Prohibition means that contracts won’t be enforced by the government, so if you have a dispute with your dealer, customer, or whatever, you have to settle it yourself. That’s why the trade is filled with violence.
Prohibition also means that the prices go way up, which drives people to steal things to get drug money, and it funnels huge profits to criminal organizations.
So the most sordid aspects of illegal drugs are really sordid aspects of the drug laws.
3. In Praise of Defeatism
Defenders of drug prohibition like to say that legalization advocates are “defeatist”, that we’re just giving up in the war on drugs and letting the drugs win, and that we have “no solution” to the drug problem. Two quotes:
“What [legalisation advocates] all have in common is a defeatist mentality that America is losing the war on drugs, and a shared faith that we can somehow win it by surrendering.” —Republican Senator John Kyl
“The easy cynicism that has grown up around the drug issue is no accident. Sowing it has been the deliberate aim of a decades-long campaign by proponents of legalization, critics whose mantra is ‘nothing works’, and whose central insight appears to be that they can avoid having to propose the unmentionable—a world where drugs are ubiquitous and where use and addiction would skyrocket—if they can hide behind the bland management critique that drug control efforts are ‘unworkable’.” —U.S. Office of National Drug Control Policy
This is a pretty dumb perspective. Imagine that you’re sick, and you’ve been eating arsenic to cure your illness. I tell you to stop, because arsenic will not help your illness, and it’s poisonous. Imagine responding, “Stop being defeatist! You’re not proposing any solutions, just mindlessly chanting ‘nothing works’! I won’t cure my illness by giving up.”
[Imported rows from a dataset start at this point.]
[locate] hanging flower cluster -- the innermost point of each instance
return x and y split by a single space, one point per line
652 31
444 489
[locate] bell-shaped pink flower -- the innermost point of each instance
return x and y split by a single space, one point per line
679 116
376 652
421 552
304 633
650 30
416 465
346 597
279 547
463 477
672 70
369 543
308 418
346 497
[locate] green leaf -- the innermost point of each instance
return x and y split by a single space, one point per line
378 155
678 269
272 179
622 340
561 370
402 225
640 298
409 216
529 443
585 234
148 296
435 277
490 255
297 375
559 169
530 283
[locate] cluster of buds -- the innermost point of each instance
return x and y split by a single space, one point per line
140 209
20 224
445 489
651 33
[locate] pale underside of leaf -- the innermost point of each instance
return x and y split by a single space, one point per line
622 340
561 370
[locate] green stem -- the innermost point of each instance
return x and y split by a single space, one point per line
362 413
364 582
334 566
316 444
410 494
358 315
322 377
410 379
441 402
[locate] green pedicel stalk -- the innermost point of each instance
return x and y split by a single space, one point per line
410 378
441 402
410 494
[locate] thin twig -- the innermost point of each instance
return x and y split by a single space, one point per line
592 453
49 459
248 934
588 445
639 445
That is a very dumb attitude, one likely to get you killed. The practically relevant fact is that eating arsenic makes things worse; whether or not I am “defeatist” is completely irrelevant. You should not keep eating arsenic just because I haven’t proposed an alternative cure. You should not keep eating it just so that you won’t be seen as “giving up”. No one (I hope) would make such stupid errors in real life, but somehow in the public policy arena, that’s what we keep doing.
Anyway, most social problems cannot be solved (in the sense of eliminated); they can only be mitigated. Saying this is not being defeatist; it is being a realistic adult. The government does not have the power to eliminate recreational drug use.
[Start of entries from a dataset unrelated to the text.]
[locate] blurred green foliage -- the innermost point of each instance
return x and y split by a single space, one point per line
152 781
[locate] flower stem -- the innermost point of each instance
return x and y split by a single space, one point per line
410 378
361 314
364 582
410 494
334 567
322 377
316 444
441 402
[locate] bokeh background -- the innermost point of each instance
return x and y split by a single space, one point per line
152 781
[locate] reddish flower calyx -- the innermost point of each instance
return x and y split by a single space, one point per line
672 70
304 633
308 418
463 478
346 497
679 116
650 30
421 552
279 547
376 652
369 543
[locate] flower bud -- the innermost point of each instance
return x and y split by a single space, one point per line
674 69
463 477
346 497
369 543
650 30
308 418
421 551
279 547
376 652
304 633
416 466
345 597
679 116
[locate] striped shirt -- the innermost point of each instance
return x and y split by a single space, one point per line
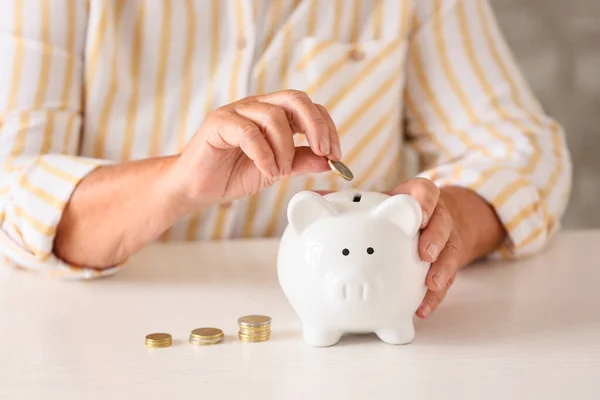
84 83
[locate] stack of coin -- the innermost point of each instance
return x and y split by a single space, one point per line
254 328
158 340
206 336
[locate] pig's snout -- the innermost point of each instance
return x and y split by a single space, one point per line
354 292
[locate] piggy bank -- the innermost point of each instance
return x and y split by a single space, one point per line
348 262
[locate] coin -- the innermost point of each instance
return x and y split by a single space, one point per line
341 169
206 336
247 338
158 340
254 321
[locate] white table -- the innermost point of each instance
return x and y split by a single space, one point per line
525 330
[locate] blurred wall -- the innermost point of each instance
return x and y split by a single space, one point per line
557 44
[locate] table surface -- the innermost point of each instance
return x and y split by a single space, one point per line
506 330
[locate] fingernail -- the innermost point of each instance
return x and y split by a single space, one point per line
425 219
439 280
433 251
337 152
325 145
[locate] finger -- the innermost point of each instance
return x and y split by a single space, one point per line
444 267
435 235
307 162
432 300
424 191
304 116
230 130
334 139
274 123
Why is there drug use? Basically, because (i) some people have bad lives, (ii) some chemicals make them feel good, or at least less bad, and (iii) if there is a demand for a product, someone will supply it. These are very robust features of our world. None of those things is going to change. The government is not going to bring it about that people don’t like pleasure, or that no unhealthy chemicals cause pleasure, or that no one is willing to supply them in exchange for money, or that everyone who breaks the law can be caught. Since they obviously can’t do any of those things, they cannot solve the drug problem.
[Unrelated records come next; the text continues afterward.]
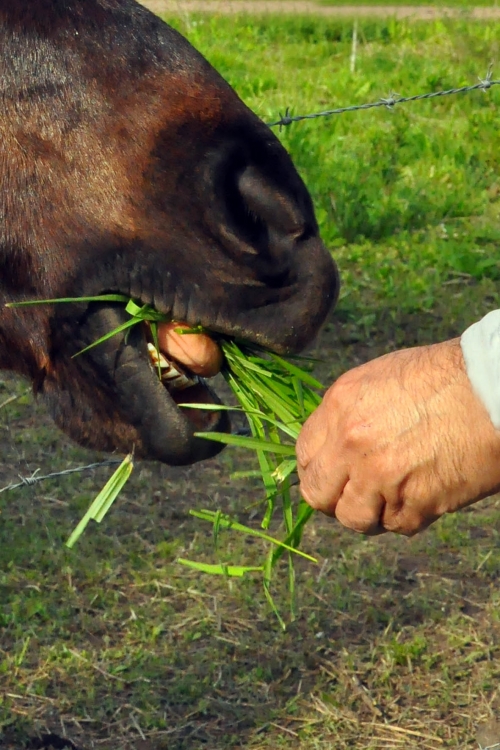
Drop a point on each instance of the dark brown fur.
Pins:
(128, 164)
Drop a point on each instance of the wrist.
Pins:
(480, 345)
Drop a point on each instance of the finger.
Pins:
(322, 482)
(360, 510)
(312, 436)
(407, 518)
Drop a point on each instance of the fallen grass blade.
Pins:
(104, 499)
(225, 522)
(233, 571)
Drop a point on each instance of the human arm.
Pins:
(400, 441)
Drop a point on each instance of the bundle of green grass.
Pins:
(276, 396)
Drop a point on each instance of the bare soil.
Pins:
(304, 7)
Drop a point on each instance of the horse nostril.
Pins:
(270, 204)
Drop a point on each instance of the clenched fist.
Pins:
(398, 442)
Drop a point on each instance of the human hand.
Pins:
(398, 442)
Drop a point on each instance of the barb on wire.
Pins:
(36, 477)
(389, 102)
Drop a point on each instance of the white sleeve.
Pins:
(481, 349)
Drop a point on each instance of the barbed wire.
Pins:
(388, 102)
(36, 477)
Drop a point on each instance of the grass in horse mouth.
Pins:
(276, 396)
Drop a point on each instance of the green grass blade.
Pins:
(233, 571)
(247, 442)
(98, 298)
(226, 522)
(104, 499)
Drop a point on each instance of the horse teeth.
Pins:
(171, 377)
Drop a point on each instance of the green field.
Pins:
(397, 642)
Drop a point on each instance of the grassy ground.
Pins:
(397, 642)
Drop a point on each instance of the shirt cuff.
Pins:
(481, 350)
So a more rational goal would be harm reduction. Once drugs are legalized, we can get organized crime out of it. The government could even regulate drugs for safety, preventing dealers from, e.g., cutting their drugs with other dangerous substances. And more addicts might be willing to seek help with their drug problem, if they weren’t afraid that revealing their problem might land them in jail.
Compare the experience of Portugal, which saw huge drops in overdoses and HIV infections after decriminalization: https://www.portugal.com/op-ed/portugal-drug-laws-under-decriminalization-are-drugs-legal-in-portugal/
The drug laws are killing people. It really is like eating arsenic because you don’t have a cure that actually works.